‘Kadın erkeğin namusudur’ anlayışı; toplumu dilediği gibi yönetmek isteyen egemenlerin hastalıklı anlayışıdır. Onların ilahi ayetlerle kutsadıkları bu anlayış, insanları bölerek sömürüde sınır tanımayan amaçlarına daha kolay ulaşma projesinin temel felsefesidir.
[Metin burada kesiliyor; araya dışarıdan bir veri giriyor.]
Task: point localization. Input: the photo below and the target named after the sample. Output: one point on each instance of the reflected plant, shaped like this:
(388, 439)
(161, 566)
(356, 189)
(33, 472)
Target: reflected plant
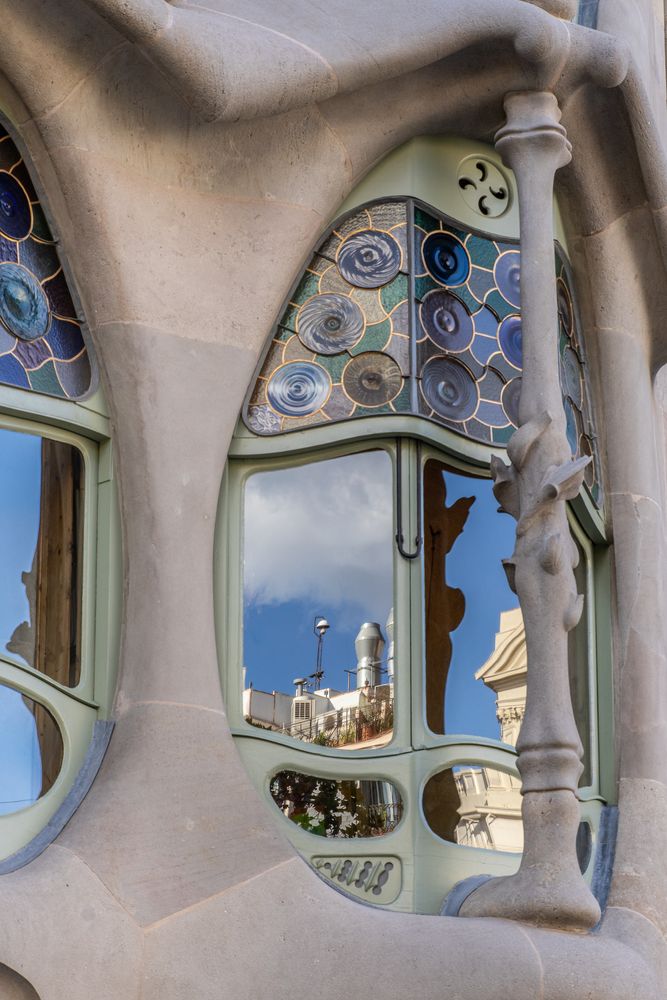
(329, 808)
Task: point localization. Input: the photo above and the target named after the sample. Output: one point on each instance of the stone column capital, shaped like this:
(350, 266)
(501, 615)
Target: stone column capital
(532, 126)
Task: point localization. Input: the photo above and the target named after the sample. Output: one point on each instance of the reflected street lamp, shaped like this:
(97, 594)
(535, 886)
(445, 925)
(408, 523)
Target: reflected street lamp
(320, 627)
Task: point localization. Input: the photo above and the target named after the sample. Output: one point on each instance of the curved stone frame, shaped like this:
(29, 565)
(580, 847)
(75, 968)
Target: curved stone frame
(429, 866)
(250, 453)
(83, 713)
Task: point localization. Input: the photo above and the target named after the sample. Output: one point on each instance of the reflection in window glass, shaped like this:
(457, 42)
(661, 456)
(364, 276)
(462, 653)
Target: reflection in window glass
(578, 666)
(31, 750)
(40, 540)
(318, 620)
(330, 808)
(475, 806)
(466, 598)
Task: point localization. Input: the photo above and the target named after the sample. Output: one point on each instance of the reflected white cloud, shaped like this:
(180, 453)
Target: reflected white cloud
(322, 533)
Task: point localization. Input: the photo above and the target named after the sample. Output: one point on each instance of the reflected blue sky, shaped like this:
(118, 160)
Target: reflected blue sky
(20, 758)
(318, 541)
(474, 565)
(20, 465)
Gerçekte namus; insanı diğer varlıklardan ayıran ve insanı (kadın-erkek) insan eden temel erdemdir. Namus: Adalettir, özgürlüktür, yaşama hakkıdır, yaşama hakkına duyulan saygıdır, sevgidir, paylaşımdır, vefadır, doğruluktur. Namus bu erdemlere gönülden bağlılıktır.
25 Kasım, kadına uygulanan şiddete dur demenin ve egemenlerin, insanları gerçek namus ve özgürlük inancından uzaklaştırma anlayışına başkaldırının günüdür.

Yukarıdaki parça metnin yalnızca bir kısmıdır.